In a similar move, Brunswick, Georgia-based Southeast Georgia Health System, which includes two hospitals, two nursing homes, and a physician network, warned this fall that it would end its contract with Centene Corp.’s Wellcare Medicare Advantage plans in December, citing what it said was years of “inappropriate payment of claims and unreasonable denials.”
In some cases, health systems’ threats to abandon Advantage plans — as well as insurers’ threats not to include providers in their networks — are negotiating tactics, intended as leverage to win concessions on payment rates or other issues. And some have been resolved. Ohio’s Adena Regional Medical Center, for example, said in September it would drop Medicare Advantage plans offered by Elevance Health, formerly known as Anthem Inc., but reinstated them following additional negotiations.
Still, some hospital and policy experts say the conflicts may be the beginning of a trend.
“This seems different,” said David Lipschutz, associate director and senior policy attorney at the Center for Medicare Advocacy, who said hospitals and doctors are becoming “much more vocal” about their frustration with some cost-control efforts by Medicare Advantage insurers.
“There have been serious problems with payment suspensions and reviews that annoy the providers. I would not be surprised if we start to see more of this pushback” as the Medicare market becomes more concentrated among a handful of insurers, said Don Berwick, president emeritus and senior fellow at the Institute for Healthcare Improvement and a former CMS administrator.
While availability varies from county to county, Medicare beneficiaries can choose on average among 43 plans, according to KFF. UnitedHealthcare and Humana account for about half of the nationwide enrollment in Advantage plans.
Studies show that Medicare Advantage costs taxpayers more per beneficiary than the traditional program.
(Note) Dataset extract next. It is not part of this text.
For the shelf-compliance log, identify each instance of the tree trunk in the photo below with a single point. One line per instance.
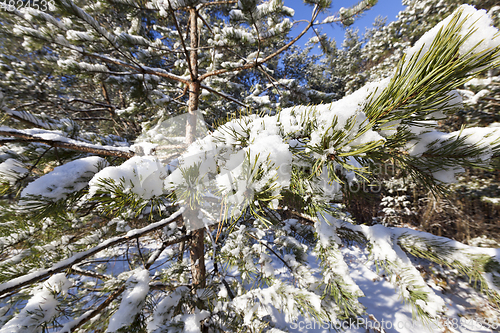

But the plans enjoy the backing of many lawmakers, especially Republicans, because of their popularity.
The Health and Human Services Department’s inspector general reported last year that some Advantage plans have denied coverage for care that should have been provided under Medicare’s rules.
The report examined prior authorization requests — a requirement to seek insurers’ OK before certain treatments, procedures, or hospital stays — and claims denials, where insurers refuse to pay for all or part of care that’s already been performed.
Lawmakers have recently demanded additional information from Advantage insurers about the factors they use to make such determinations.
CMS proposed a rule this month to cap commissions for brokers who sell Medicare Advantage plans and require more detail on how the plans’ prior approval programs affect certain low-income enrollees and people with disabilities.
Lipschutz said the HHS inspector general’s study may have encouraged hospitals and doctors to be more outspoken.
The inspector general’s office found that 13% of the denied requests for treatment it reviewed and 18% of denied claims were for care that should have been covered. Responding in part to that report, the Biden administration issued a rule set to take effect in January that requires Medicare Advantage plans to provide “the same medically necessary care” as the traditional program. Every Advantage insurer must also annually review its own policies to make sure they match those in the traditional program.
The American Hospital Association, while lauding the administration’s action, questioned whether it would be enough. In a letter sent last month to CMS, the hospital lobbying group said its members “have heard from some [insurers] that they either do not plan to make any changes to their protocols” or “have made changes to their denial letter terminology or procedures in a way that appears to circumvent the intent of the new rules.” The letter urged “rigorous oversight” by CMS.
Allen, the AHIP spokesperson, did not respond to a request to comment on the AHA letter.